Current chart formations along with past timelines, increases in characteristics companies’ exhibit prior to larger downturns, softening economic conditions, worldwide stock overvaluations and continued lackluster earnings make it seem possible the S&P 500 could see a large retreat during the New Year.
The next likely resistance level above the 100 L at 2100 could be seen at the 2140 to 2160 MRL. Earlier highs on the S&P 500 could have seen the effects of this resistance level, but since the index has not yet reached this resistance level it is still considered within the influence range of the 100 L. Therefore this resistance is not yet considered active. This resistance appears to have the potential to cause a significant pullback.
Please note there is no established resistance in the MRL levels before the index has reached these levels. Several instances have proven to hold resistance once reached; however MRL levels that the index has not yet reached are only the most likely levels that resistance will be seen based on research. Back tests of the data used to project these resistance levels work well, but they are not always exact, and these resistances could react sooner or later than expected, it is also possible the resistance will not be seen at all.
Have a great day trading.
Disclosure: Ron currently has investments in JOY and BMS but has no current investments in NE, FOSL, WSH, TW or WLTW. He is currently about 56 percent invested long in stocks in his trading accounts. The investment level decrease in comparison to the prior week was the result of dividend reinvestments in two issues with the costs of these purchases more than fully offset by the sale of two issues, dividend payments and cash in lieu of partial shares due to spinoffs. He will receive dividend payments from 16 issues in the coming week and 11 in the following week. If no further investment changes are made during this time frame, these dividend payments would not change his rounded investment level.
Ron exited his remaining Mutual Fund investments in his 401K during the past week. The move resulted in a present allocation of 85% in stable value funds with the remaining 15% invested in company stock. He continues to hold an open order on company stock with a target price below the most recent lows. The percentage value of this potential purchase is close to but slightly greater than his most recent divestment in Mutual Funds. At this point he intends to hold this order open until it fills or expires; however as with all his investments due to his later perception of company performance, news and or economic conditions he may cancel or adjust this order accordingly.

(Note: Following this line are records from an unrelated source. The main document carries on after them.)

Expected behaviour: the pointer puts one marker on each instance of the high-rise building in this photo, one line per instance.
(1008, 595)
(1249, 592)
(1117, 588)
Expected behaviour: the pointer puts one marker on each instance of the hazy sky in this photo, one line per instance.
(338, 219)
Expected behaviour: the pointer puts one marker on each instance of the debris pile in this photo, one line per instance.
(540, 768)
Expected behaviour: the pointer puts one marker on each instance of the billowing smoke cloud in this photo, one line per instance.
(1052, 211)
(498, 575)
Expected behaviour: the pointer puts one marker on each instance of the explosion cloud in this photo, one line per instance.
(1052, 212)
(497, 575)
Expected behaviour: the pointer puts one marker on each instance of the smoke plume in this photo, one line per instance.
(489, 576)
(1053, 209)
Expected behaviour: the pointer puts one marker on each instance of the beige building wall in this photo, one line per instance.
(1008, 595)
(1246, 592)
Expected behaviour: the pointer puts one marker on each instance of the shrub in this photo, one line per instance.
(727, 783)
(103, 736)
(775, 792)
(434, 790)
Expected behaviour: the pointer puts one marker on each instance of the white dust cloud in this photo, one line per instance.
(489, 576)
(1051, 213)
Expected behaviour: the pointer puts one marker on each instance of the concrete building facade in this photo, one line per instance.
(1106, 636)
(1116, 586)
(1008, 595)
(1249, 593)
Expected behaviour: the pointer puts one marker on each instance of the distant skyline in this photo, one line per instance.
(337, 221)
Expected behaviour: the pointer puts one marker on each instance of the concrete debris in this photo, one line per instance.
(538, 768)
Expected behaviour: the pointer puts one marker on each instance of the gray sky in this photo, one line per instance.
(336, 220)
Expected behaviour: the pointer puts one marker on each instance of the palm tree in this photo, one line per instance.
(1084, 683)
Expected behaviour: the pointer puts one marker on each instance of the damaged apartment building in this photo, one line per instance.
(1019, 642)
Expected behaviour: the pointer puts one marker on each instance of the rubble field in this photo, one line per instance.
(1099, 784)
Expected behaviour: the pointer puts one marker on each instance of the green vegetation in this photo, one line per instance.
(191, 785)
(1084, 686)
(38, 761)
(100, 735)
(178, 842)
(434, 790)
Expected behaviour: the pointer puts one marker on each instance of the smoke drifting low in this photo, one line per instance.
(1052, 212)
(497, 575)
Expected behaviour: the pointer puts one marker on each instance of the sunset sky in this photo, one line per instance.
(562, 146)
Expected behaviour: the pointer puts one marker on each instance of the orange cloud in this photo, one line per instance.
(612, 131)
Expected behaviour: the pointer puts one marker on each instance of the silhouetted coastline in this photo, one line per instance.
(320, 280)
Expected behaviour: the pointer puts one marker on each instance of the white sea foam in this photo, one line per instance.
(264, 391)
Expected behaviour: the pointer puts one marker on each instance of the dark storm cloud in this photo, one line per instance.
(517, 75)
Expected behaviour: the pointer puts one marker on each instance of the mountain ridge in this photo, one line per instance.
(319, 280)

Disclaimer: The information provided in the Stock Market Preview is Ron’s perception of the current conditions and what he thinks is the most probable outcome based on the current conditions, the data collected and extensive research he has done into this data along with other variables. It is intended to provoke thought of the possible market direction in his readers, not foretell the future. Ron does not claim to know what the stock market will do. If the stock market performs as expected, it only means he is applying the stock market history to the current conditions correctly. His perception of the data is not always correct.
The opinions expressed by Ron are his own and may or may not reflect those of byteclay.com. This article is not intended to provide investment advice; but instead to provoke thought about investment possibilities. Acting on the information provided is at your own risk. You are urged to do your own research, and where appropriate, seek professional investment advice before acting on any information contained in these articles.